At the moment, coffee is not an ingredient in salty cuisine at Condividere. He is the protagonist of sweet cuisine, desserts and after-dinner, where coexistence is encouraged at a leisurely pace. For this, the restaurant has a space focused on the ritual of coffee and the value of desserts. “Coffee, a moment of pleasure”, reads the neon sign of one of the facades of the Nuvola complex, the corporate management center of Lavazza where Condividere is located. An entire declaration of principles.
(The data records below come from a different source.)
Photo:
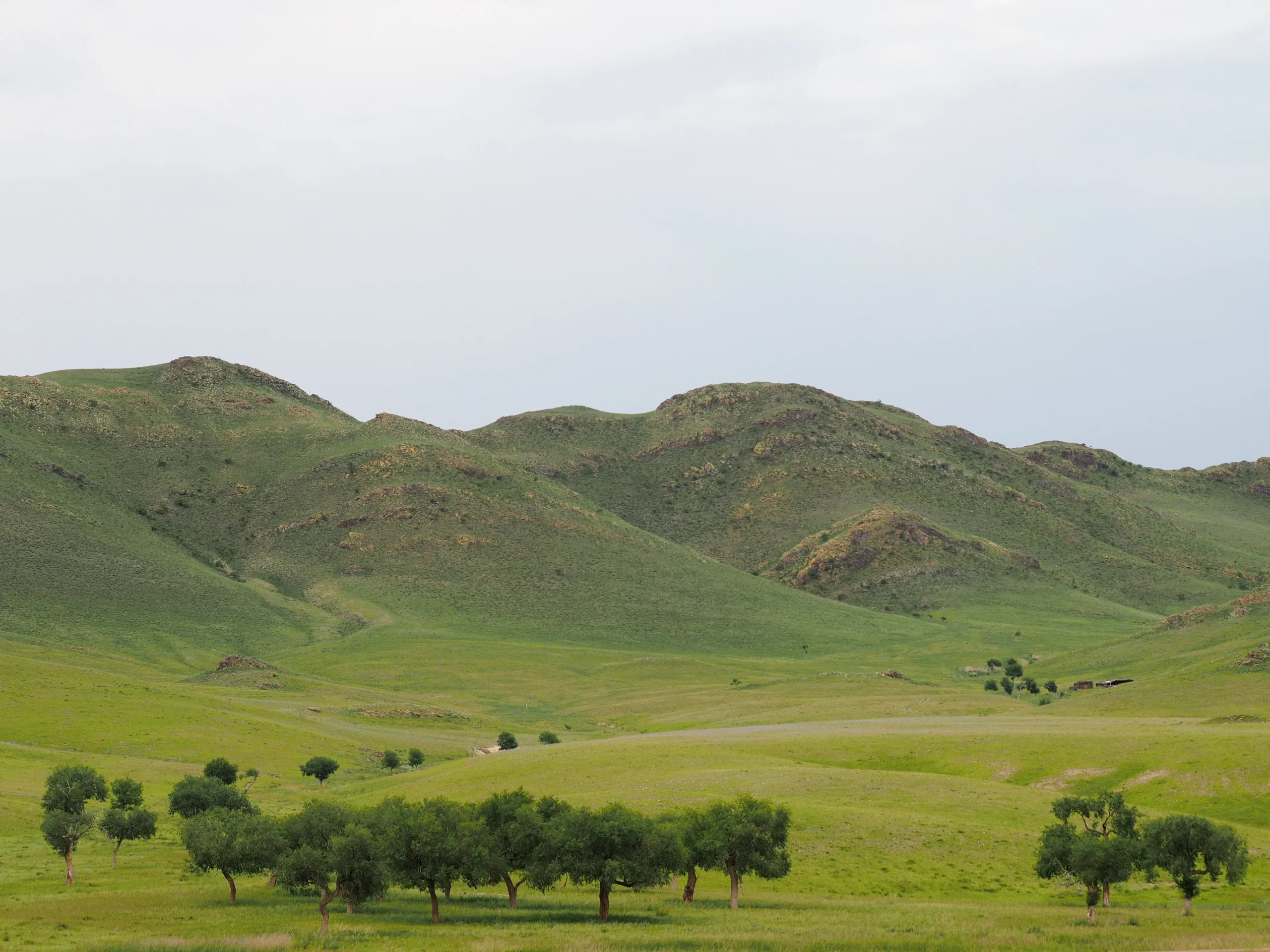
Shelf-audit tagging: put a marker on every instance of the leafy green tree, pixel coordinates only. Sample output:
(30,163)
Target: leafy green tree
(66,822)
(1189,848)
(332,855)
(1107,817)
(221,770)
(610,847)
(233,842)
(747,835)
(192,796)
(516,827)
(69,789)
(434,844)
(320,769)
(126,819)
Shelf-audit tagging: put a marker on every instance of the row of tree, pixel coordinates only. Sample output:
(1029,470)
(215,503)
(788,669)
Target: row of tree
(1109,846)
(351,855)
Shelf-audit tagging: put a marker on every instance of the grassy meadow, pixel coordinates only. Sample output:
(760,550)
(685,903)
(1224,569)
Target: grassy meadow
(754,588)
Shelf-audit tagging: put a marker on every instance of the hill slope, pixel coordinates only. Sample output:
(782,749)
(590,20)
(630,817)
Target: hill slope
(747,474)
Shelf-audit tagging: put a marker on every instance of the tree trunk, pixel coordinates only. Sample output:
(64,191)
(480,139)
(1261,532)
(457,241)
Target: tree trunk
(327,896)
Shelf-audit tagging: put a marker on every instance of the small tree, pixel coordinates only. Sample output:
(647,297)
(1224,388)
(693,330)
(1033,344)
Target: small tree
(221,770)
(233,842)
(66,822)
(126,819)
(747,835)
(330,855)
(319,767)
(432,844)
(1189,848)
(610,847)
(192,796)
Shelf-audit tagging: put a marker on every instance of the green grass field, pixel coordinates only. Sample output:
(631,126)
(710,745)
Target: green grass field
(412,587)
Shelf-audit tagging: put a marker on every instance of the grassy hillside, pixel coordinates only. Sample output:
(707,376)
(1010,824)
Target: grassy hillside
(755,474)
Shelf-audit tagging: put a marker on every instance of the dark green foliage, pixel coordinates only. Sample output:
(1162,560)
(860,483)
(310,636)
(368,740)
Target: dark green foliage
(329,852)
(221,770)
(1189,848)
(191,796)
(610,847)
(127,824)
(320,769)
(70,787)
(232,842)
(432,844)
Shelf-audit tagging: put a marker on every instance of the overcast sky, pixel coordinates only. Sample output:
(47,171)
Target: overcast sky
(1035,220)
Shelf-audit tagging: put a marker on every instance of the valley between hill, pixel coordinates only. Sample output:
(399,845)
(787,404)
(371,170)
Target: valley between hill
(754,587)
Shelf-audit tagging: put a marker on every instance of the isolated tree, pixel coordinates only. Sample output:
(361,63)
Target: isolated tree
(610,847)
(221,770)
(1107,817)
(232,842)
(192,796)
(516,829)
(319,767)
(329,853)
(126,819)
(1189,848)
(434,844)
(67,821)
(747,835)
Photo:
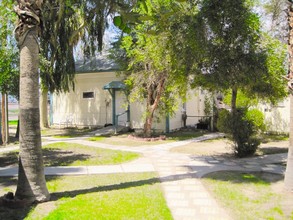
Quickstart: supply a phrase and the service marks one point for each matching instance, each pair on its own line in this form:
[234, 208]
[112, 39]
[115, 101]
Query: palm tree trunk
[31, 184]
[44, 109]
[3, 119]
[289, 168]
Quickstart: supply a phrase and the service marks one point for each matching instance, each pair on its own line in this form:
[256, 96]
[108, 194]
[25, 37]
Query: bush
[241, 130]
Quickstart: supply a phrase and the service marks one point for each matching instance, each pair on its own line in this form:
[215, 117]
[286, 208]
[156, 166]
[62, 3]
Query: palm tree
[31, 184]
[289, 167]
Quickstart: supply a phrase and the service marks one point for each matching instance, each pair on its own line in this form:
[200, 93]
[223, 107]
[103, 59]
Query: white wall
[85, 111]
[277, 117]
[97, 111]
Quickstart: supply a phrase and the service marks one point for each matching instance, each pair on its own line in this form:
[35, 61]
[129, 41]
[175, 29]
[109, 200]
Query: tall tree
[31, 183]
[8, 63]
[60, 33]
[150, 75]
[289, 166]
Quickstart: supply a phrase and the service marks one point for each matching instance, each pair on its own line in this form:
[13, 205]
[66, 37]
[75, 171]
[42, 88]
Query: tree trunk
[233, 100]
[148, 124]
[31, 183]
[289, 168]
[4, 132]
[44, 109]
[153, 99]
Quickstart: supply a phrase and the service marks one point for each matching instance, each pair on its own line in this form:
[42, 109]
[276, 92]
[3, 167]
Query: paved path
[180, 174]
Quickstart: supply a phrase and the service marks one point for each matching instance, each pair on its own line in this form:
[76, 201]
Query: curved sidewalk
[180, 174]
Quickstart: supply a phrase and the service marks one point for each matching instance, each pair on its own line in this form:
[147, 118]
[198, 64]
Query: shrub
[241, 130]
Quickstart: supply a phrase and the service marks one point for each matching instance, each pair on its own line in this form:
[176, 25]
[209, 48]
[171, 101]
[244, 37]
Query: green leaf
[127, 30]
[117, 21]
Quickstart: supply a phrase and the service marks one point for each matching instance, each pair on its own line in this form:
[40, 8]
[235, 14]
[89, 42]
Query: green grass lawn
[116, 196]
[13, 122]
[126, 141]
[70, 154]
[251, 195]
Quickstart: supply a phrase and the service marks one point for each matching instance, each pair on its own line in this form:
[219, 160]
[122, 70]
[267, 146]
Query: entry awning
[116, 85]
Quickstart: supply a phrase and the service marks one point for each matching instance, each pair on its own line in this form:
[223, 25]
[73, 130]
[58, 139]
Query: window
[88, 95]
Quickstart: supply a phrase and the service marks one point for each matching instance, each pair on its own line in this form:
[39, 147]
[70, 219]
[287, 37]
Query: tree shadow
[51, 156]
[59, 157]
[272, 150]
[124, 185]
[240, 177]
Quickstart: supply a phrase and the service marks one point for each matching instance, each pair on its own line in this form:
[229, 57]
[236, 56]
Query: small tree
[151, 75]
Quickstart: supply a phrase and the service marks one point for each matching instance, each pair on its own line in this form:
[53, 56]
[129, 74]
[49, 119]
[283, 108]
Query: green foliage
[249, 195]
[241, 128]
[9, 67]
[243, 100]
[257, 118]
[151, 75]
[115, 196]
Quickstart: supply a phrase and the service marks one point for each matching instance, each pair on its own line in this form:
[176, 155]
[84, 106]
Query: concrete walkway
[180, 174]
Condividere staff eat before service.
Condividere staff eat before service. Carmen Secanella

In the center of Turin (not only a city of coffee, but also the world capital of vermouth), the modern structure of Nuvola stands out. As its name symbolizes, it is an architectural cloud of 30,000 square meters projected by Dino Zucchi. In the Aurora neighborhood, Nuvola touches the streets of San Tommaso (where he founded his small store in 1895, Luigi Lavazza, the founder of the brand) and Bologna, where you can access the sustainable office building where more than 600 employees work. . The complex encompasses a square open to the public, with landscaped and wooded areas, archaeological remains of a Paleo-Christian basilica and business, cultural spaces (a coffee museum and the Institute of Applied Arts and Design) and leisure, as a bistro for employees. and city public with home cooking “from the garden to the table”. And with the gastronomic banner of “sharing as a lifestyle” designed by Adrià.